For each dataset, OGB provides pre-defined training, validation, and test splits along with standardized evaluation metrics. This standardization addresses a common challenge in graph ML research, where inconsistent dataset splits and evaluation protocols make it difficult to compare results across studies. By adhering to realistic application-specific splitting procedures, OGB ensures that reported performance metrics more closely reflect real-world scenarios.

Automated ML Pipeline:

OGB presents an end-to-end graph ML pipeline that simplifies dataset handling, experimental setup, and model evaluation. The pipeline includes automated data loaders, evaluators, and leaderboards. The OGB data loaders and evaluators are compatible with popular graph ML frameworks such as PyTorch Geometric and Deep Graph Library, which facilitates seamless integration into existing workflows.
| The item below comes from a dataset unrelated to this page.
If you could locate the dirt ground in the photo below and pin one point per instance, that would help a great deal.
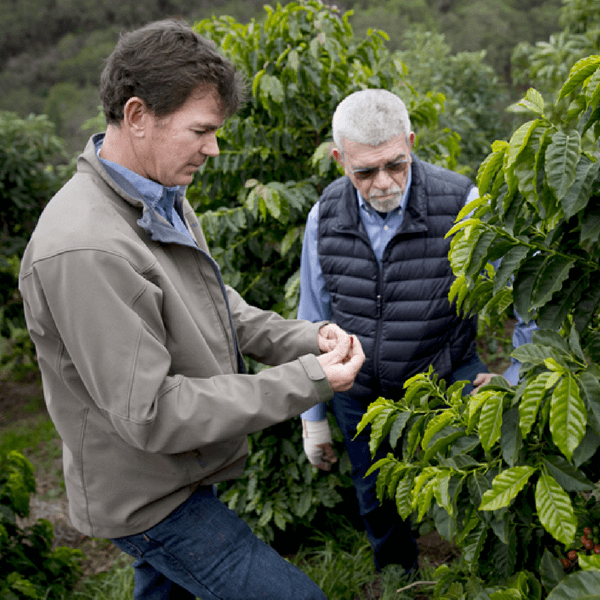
(21, 403)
Dataset Description and Benchmark Results

Node Property Prediction:

The paper includes five datasets for node property prediction, such as ogbn-products (Amazon product co-purchasing network) and ogbn-arxiv (paper citation network). The datasets vary in scale and domain, and represent different challenges in terms of generalization and scalability. Benchmark results demonstrate that traditional GNN models like GCN and GraphSAGE perform well, but there is a significant gap between training and test performance, particularly under the realistic time-based splits.

Link Property Prediction:

Six datasets are included for link property prediction, such as ogbl-ppa (protein-protein association network) and ogbl-citation2 (paper citation network). These datasets pose challenges related to dense graphs and out-of-distribution (OOD) generalization. Results show that methods incorporating positional information, such as Matrix Factorization and Node2Vec, often outperform GNNs in terms of generalization to unseen links.

Graph Property Prediction:

Four datasets are provided for graph property prediction, including ogbg-molhiv (molecular graphs) and ogbg-code2 (ASTs of source code). These datasets require models to predict properties at the graph level, which is essential for applications in chemistry and software engineering. Benchmark results indicate that models leveraging additional node and edge features, like GIN with virtual nodes, perform best.

Implications and Future Directions

Scalability:

OGB provides datasets that push the limits of graph ML models in terms of scalability. The inclusion of large-scale graphs such as ogbn-papers100M encourages the development of scalable GNNs and mini-batch training techniques capable of handling web-scale data.

Generalization:

The realistic data splits present a significant challenge for out-of-distribution generalization. This is exemplified by the large generalization gaps observed in node and link prediction tasks. Future research can explore new architectures and training methods that improve OOD performance.

Heterogeneous Graphs:

OGB includes heterogeneous graphs like ogbn-mag, which contain multiple types of nodes and edges. This necessitates the development of more sophisticated GNN models that can handle heterogeneous graph structures.

Conclusion

The Open Graph Benchmark provides a comprehensive suite of datasets that address key limitations in current graph ML research. By offering diverse and realistic benchmarks with standardized evaluation protocols, OGB aims to facilitate reproducible and impactful research. The open-source nature of OGB, coupled with its automated ML pipeline, lowers the barrier to entry and accelerates progress in the field of graph ML. As the OGB evolves with community input, it is expected to continue driving forward advancements in scalable and robust graph machine learning methods.